So this over 50 foot long, Y-shaped branch falls on our house and blows a hole through the roof (click pictures to enlarge).
For those of you not familiar with summer in Florida, this is a bigger deal than you might think. First off, it rains hard almost every day. A hole in your roof is a serious problem in terms of the potential for a lot of interior water damage.
The second issue is that hurricane season has started. You absolutely, positively do not want to go into hurricane season with a hole in your roof. You’re just asking for the whole roof to blow off.
After the initial WTF, I call my tree guy, Duane, who I originally found on Angie’s List.
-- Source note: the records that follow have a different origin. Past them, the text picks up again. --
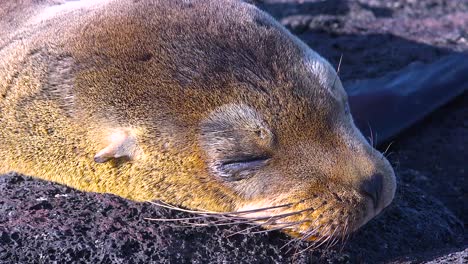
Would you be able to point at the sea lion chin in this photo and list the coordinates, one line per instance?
(208, 105)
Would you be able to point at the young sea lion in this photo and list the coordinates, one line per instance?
(210, 105)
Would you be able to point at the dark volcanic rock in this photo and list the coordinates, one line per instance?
(42, 222)
(46, 222)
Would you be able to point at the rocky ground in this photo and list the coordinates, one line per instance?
(42, 222)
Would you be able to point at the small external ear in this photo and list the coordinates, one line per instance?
(122, 143)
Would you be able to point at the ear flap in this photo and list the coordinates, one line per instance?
(122, 143)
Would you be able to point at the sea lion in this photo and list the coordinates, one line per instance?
(209, 105)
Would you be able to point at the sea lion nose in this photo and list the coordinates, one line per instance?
(373, 188)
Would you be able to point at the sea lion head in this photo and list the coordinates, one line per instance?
(220, 108)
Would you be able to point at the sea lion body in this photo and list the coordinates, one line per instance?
(209, 105)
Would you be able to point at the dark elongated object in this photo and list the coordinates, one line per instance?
(388, 105)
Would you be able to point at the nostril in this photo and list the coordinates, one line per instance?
(373, 188)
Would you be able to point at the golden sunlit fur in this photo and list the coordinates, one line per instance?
(207, 105)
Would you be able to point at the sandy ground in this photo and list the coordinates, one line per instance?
(42, 222)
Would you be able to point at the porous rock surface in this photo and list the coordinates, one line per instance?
(43, 222)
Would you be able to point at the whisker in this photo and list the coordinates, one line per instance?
(281, 227)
After the assessment, we get to talking and I ask him about the “FREE MULCH” signs he has plastered all over his trucks along with his cell phone number.
From other conversations with him, I already knew he has created a unique business model, with a Marketing Strategy similar to the one Duncan Roofs uses – he overwhelms the job with power and encourages non-job audiences to interact.
Instead of having 2 guys show up for tree trimming jobs with chain saws, ropes, and a small truck, he shows up with 6 guys, 2 full size bucket trucks with mulch bins, a bucket loader, and an enormous chipper. He can literally do a job that would take the other guys a full day or more in about 3 hours or less.
The chipper, it turns out, is really a secret weapon. Really poweful chippers are expensive, but here’s the thing: so is taking branches to the landfill. With this chipper, two things happen:
1. The job goes much faster because he just stuffs the branches into the chipper with the bucket loader. Safer for the crew too.
2. The mulch goes to the landfill maybe every 2 -3 jobs, as opposed to running the truck over there 3 or 4 times per job, like the “2 men and a chain saw” type company would have to do.
That is, if he has any mulch left.
What happens quite a bit is neighbors call the “Free Mulch” number on the trucks, and of course, while Duane is interacting with them, he looks at their trees. “Geesh, I’m right here with my trucks, I could trim those up for only $XXX, it would take me just a couple of hours…”
He’s so fast that he can actually deliver on that promise, I mean, the bucket trucks are sitting right there, with full crews. And the neighbor knows he does a fast and clean job – they just witnessed same. The “2 men and a chain saw” type of company – even if they hassled the neighbors looking for work – couldn’t capture the impulse on the spot. In addition, they’d have to come back, and that costs money.
When Marketing is truly integrated with Operations, it’s just a beautiful thing. Like the Duncan Roofs geo-demo model, if one house in a neighborhood needs trees trimmed (or a new roof), it’s likely others do too. Plus, he gets calls “out of neighborhood” from people who see the trucks driving around and just want the free mulch. And they get the same, “Geesh, I’m right here…” kind of pitch.
The problem with a lot of “Free” offers designed to acquire customers is they are either too expensive to execute, too difficult for the customer to act on relative to offer value, operationally inefficient, or just plain out of context. Free offers tend to generate low quality and / or expensive to maintain customers.
Unless you sit down and really think the Strategy through, taking into account all the potential impacts on the business. Like Duane did.